こんにちは、Heywaです。
最近、データ分析や機械学習の敷居がどんどん下がってきていますね。私のように、本業の傍らでボートレース予測システムを作ったり、副業のデータ分析をしたりしている人間にとって、時間は何よりも貴重なリソースです。
「機械学習をやってみたいけど、コードを書くのが難しそう…」
「前処理やモデルの比較に時間がかかりすぎる…」
そんな悩みを抱えている機械学習初心者の方に、ぜひおすすめしたい最強の組み合わせがあります。それが、「PyCaret」と「Claude Code」のタッグです。
今回は、この2つを組み合わせて、数行の指示だけで高度な機械学習モデルを構築する「ローコード・ノーコード自動化」の世界をご紹介します。
PyCaretとは?初心者に優しい「ローコード機械学習」
PyCaret(パイキャレット)は、Pythonで使えるオープンソースのAutoML(自動機械学習)ライブラリです。
通常、機械学習のモデルを作るには、以下のような面倒な手順を踏む必要があります。
- 欠損値の処理やデータの正規化(前処理)
- 複数のアルゴリズム(ランダムフォレスト、XGBoostなど)の学習と評価
- ハイパーパラメータのチューニング
- 結果の可視化
PyCaretのすごいところは、これらの一連の流れをたった数行のコードで全自動化してくれる点です。
PyCaretの基本の「型」
PyCaretの使い方は非常にシンプルで、基本的に以下のステップを踏むだけです。
setup():データの前処理と環境構築を全自動で行うcompare_models():数十種類のモデルを一気に学習させ、一番精度の高いモデルを見つけるtune_model():選んだモデルのパラメータを自動で最適化する
これだけで、専門家が何日もかけて作るようなベースラインモデルが、数分で完成してしまいます。
Claude Codeとの連携で「ほぼノーコード」へ
PyCaretだけでも十分に強力ですが、ここにAnthropic社のAIコーディングエージェント「Claude Code」を組み合わせることで、さらに次元の違う自動化が可能になります。

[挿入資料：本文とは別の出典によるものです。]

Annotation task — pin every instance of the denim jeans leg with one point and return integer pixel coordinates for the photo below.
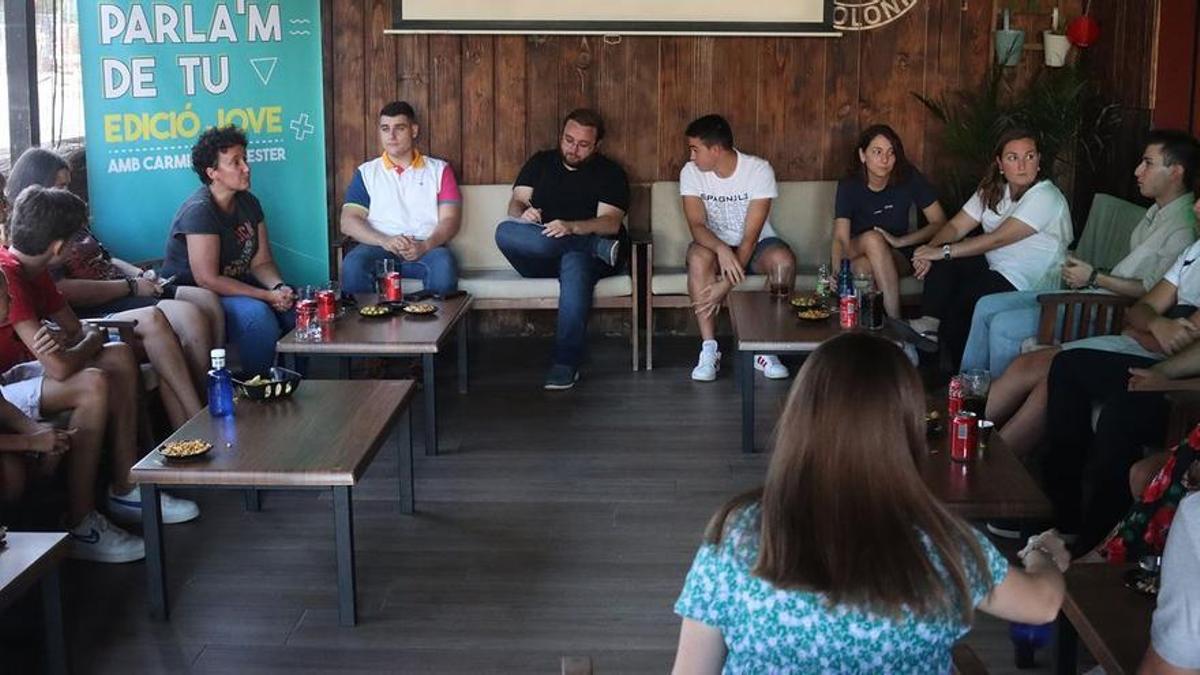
(253, 327)
(358, 268)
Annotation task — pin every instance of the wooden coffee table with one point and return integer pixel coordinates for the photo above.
(323, 437)
(765, 324)
(30, 557)
(399, 335)
(1113, 620)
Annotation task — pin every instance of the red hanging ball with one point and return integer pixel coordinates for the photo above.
(1083, 31)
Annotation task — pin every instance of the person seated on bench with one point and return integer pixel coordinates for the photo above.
(1168, 169)
(871, 210)
(172, 334)
(401, 205)
(844, 561)
(219, 242)
(75, 364)
(1026, 227)
(726, 198)
(565, 221)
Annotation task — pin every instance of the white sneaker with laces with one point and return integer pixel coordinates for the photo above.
(97, 539)
(127, 508)
(771, 366)
(707, 365)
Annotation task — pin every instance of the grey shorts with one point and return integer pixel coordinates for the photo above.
(22, 387)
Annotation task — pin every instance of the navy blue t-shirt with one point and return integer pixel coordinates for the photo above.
(887, 209)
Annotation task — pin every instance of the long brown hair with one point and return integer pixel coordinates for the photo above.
(844, 508)
(991, 187)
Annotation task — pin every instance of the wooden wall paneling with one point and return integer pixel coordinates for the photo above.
(735, 89)
(510, 107)
(444, 123)
(349, 142)
(478, 109)
(676, 73)
(841, 102)
(541, 101)
(641, 154)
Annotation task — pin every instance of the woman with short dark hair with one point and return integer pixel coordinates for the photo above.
(844, 561)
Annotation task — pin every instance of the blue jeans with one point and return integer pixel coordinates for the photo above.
(437, 269)
(573, 261)
(255, 327)
(1001, 322)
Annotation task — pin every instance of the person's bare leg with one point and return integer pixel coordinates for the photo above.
(210, 304)
(191, 327)
(162, 348)
(85, 394)
(117, 360)
(1009, 390)
(702, 272)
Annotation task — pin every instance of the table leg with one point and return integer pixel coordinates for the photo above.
(343, 535)
(1066, 647)
(151, 533)
(745, 374)
(52, 613)
(463, 382)
(431, 416)
(402, 437)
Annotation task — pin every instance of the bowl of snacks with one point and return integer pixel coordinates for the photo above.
(279, 383)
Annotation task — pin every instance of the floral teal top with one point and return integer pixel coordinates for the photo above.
(767, 629)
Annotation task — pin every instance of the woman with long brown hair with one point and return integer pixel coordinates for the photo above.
(1026, 228)
(844, 561)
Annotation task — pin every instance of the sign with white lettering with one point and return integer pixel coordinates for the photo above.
(156, 75)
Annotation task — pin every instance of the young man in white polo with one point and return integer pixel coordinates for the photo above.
(402, 205)
(726, 198)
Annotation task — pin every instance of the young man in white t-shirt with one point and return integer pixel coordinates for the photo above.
(726, 198)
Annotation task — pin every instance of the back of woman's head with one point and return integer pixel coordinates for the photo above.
(36, 166)
(844, 507)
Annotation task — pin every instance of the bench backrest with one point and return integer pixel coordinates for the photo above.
(802, 215)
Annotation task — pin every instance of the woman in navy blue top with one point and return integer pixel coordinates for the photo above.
(871, 217)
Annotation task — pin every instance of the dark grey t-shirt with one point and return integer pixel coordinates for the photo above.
(238, 232)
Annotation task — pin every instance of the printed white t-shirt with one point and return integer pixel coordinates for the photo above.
(1032, 263)
(727, 199)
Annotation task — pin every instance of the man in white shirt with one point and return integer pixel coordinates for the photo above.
(401, 205)
(726, 199)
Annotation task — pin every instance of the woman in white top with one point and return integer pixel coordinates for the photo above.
(1026, 227)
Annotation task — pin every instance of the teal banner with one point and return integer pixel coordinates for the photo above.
(156, 75)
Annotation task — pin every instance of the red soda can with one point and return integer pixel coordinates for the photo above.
(964, 436)
(954, 399)
(393, 288)
(327, 306)
(847, 311)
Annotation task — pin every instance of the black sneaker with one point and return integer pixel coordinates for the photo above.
(561, 377)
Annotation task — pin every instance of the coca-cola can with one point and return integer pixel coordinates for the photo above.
(954, 398)
(964, 436)
(327, 306)
(393, 287)
(847, 311)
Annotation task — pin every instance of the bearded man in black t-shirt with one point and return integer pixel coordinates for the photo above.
(565, 222)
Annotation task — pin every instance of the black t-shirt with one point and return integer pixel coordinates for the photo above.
(201, 215)
(574, 195)
(887, 209)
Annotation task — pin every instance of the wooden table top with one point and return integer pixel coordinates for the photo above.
(762, 323)
(325, 434)
(397, 334)
(1110, 619)
(27, 556)
(995, 484)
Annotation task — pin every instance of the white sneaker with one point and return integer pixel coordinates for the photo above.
(127, 508)
(97, 539)
(707, 366)
(771, 366)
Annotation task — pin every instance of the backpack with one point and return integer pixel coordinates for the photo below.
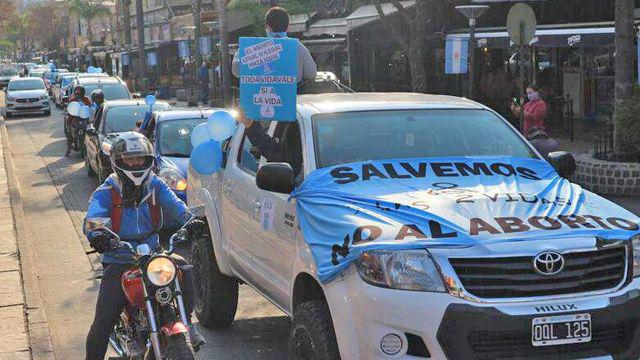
(117, 206)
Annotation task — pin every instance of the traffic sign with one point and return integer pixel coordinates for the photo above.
(521, 24)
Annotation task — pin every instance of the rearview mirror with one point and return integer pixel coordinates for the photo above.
(93, 224)
(563, 162)
(276, 177)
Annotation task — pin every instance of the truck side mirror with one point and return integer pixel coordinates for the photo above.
(563, 162)
(276, 177)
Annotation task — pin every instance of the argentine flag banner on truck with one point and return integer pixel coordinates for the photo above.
(446, 202)
(268, 72)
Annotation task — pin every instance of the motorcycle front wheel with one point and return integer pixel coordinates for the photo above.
(179, 348)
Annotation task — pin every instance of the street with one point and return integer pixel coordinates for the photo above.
(55, 191)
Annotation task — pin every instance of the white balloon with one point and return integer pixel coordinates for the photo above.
(73, 108)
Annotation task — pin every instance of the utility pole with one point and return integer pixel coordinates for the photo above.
(225, 66)
(126, 21)
(197, 5)
(142, 61)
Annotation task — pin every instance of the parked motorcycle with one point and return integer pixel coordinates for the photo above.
(154, 323)
(75, 126)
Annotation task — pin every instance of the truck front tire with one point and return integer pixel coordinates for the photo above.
(312, 336)
(216, 294)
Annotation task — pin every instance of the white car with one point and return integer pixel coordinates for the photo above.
(544, 286)
(27, 95)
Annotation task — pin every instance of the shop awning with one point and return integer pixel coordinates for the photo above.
(325, 45)
(546, 36)
(331, 27)
(368, 13)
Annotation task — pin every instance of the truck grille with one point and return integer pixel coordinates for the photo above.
(607, 339)
(508, 277)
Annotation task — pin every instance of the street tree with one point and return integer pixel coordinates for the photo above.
(626, 122)
(88, 10)
(426, 23)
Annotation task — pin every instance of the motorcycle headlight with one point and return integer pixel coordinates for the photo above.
(106, 148)
(635, 243)
(173, 179)
(161, 271)
(404, 270)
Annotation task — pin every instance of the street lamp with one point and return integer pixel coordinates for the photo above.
(472, 12)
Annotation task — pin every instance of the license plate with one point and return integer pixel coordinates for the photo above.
(559, 330)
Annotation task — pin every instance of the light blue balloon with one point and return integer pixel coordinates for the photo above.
(199, 134)
(222, 125)
(206, 158)
(150, 100)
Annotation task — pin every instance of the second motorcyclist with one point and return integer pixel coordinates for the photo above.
(136, 201)
(70, 122)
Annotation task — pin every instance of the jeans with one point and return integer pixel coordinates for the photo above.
(112, 300)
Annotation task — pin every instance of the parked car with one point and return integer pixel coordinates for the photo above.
(27, 95)
(535, 287)
(7, 74)
(117, 116)
(170, 133)
(61, 86)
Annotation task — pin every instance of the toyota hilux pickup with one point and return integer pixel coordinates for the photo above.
(412, 226)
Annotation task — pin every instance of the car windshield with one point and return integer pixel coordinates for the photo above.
(26, 85)
(124, 118)
(9, 72)
(174, 136)
(358, 136)
(111, 91)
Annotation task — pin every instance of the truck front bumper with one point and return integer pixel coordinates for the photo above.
(442, 326)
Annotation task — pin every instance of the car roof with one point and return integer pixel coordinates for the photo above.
(178, 114)
(99, 80)
(128, 102)
(345, 102)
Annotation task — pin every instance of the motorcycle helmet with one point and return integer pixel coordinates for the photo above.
(97, 96)
(132, 161)
(79, 91)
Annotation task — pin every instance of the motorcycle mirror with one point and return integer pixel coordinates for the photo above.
(197, 211)
(96, 224)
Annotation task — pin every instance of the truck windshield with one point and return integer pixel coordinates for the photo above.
(401, 134)
(174, 136)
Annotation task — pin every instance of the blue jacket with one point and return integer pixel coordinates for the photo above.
(136, 226)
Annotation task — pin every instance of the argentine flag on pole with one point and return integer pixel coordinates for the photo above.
(456, 54)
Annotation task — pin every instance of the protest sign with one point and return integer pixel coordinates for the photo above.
(268, 83)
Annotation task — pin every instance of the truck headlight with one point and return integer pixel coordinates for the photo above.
(635, 243)
(161, 271)
(405, 270)
(173, 179)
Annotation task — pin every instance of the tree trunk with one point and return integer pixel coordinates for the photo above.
(624, 60)
(417, 48)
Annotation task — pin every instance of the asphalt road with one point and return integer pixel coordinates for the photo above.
(55, 190)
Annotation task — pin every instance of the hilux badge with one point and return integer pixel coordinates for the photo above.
(548, 263)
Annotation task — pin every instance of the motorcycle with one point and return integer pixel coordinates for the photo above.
(154, 323)
(75, 126)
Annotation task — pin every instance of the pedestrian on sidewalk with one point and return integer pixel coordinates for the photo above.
(203, 80)
(535, 110)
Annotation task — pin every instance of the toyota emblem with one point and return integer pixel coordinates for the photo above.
(548, 263)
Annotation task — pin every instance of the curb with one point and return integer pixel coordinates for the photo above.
(37, 327)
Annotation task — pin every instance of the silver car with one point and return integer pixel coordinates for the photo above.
(27, 95)
(6, 75)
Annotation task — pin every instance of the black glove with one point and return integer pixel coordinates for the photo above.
(102, 242)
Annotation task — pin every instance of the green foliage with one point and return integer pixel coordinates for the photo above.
(628, 125)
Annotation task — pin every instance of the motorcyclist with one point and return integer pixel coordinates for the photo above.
(70, 122)
(136, 201)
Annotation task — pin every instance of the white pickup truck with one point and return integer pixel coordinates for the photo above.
(535, 299)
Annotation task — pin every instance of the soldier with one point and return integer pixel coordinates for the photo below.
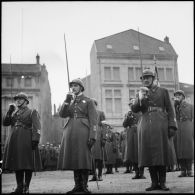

Claude Codeは、ターミナル上で直接AIに指示を出し、コードの作成から実行、エラー修正までを自律的に行ってくれるツールです。
初心者がやるべきことは「プロンプトを書く」だけ
例えば、あなたが「顧客の離反(解約)を予測するモデルを作りたい」と思ったとします。Claude Codeを使えば、Pythonの文法やPyCaretの関数を覚えていなくても、以下のように指示を出すだけで済みます。
【Claude Codeへの指示例】
「カレントディレクトリにあるcustomer_data.csvを読み込んで、PyCaretを使って顧客の離反(Churn列)を予測する分類モデルを作って。一番精度の高いモデルを選んでチューニングし、結果をbest_model.pklとして保存するPythonスクリプトを作成して実行して。」
これだけで、Claude Codeが自動的にPyCaretのコード(setup や compare_models など)を書き、実行し、結果を報告してくれます。もしエラーが出ても、Claude Codeが自分でエラーログを読み取り、修正して再実行してくれます。
ADHD的・システム思考の視点から見るメリット
私のようにADHDの特性を持つ人間にとって、「細かい文法エラーでつまずく」「前処理の単純作業で集中力が切れる」というのは、学習の大きな障壁になります。
しかし、PyCaretとClaude Codeの組み合わせは、この障壁を見事に破壊してくれます。
- PyCaretが「機械学習の複雑な手順」を隠蔽(カプセル化)し、
- Claude Codeが「コードを書く作業」を代行してくれる。
これにより、私たちは「どんなデータを集めるか」「予測結果をどうビジネスや副業に活かすか」という、本来人間が考えるべきシステム設計(上流工程)にのみ集中できるようになります。
まとめ:2026年の機械学習は「AIに作らせる」時代
「機械学習=難しい数学とプログラミングが必要」という時代は、もう過去のものになりつつあります。
PyCaret × Claude Codeの組み合わせは、初心者にとって最強の武器になります。まずは手元の簡単なExcelデータやCSVデータを使って、Claude Codeに「PyCaretで分析してみて」とお願いするところから始めてみてください。
きっと、その手軽さと強力さに驚くはずです。Awesomeな自動化ライフを楽しみましょう!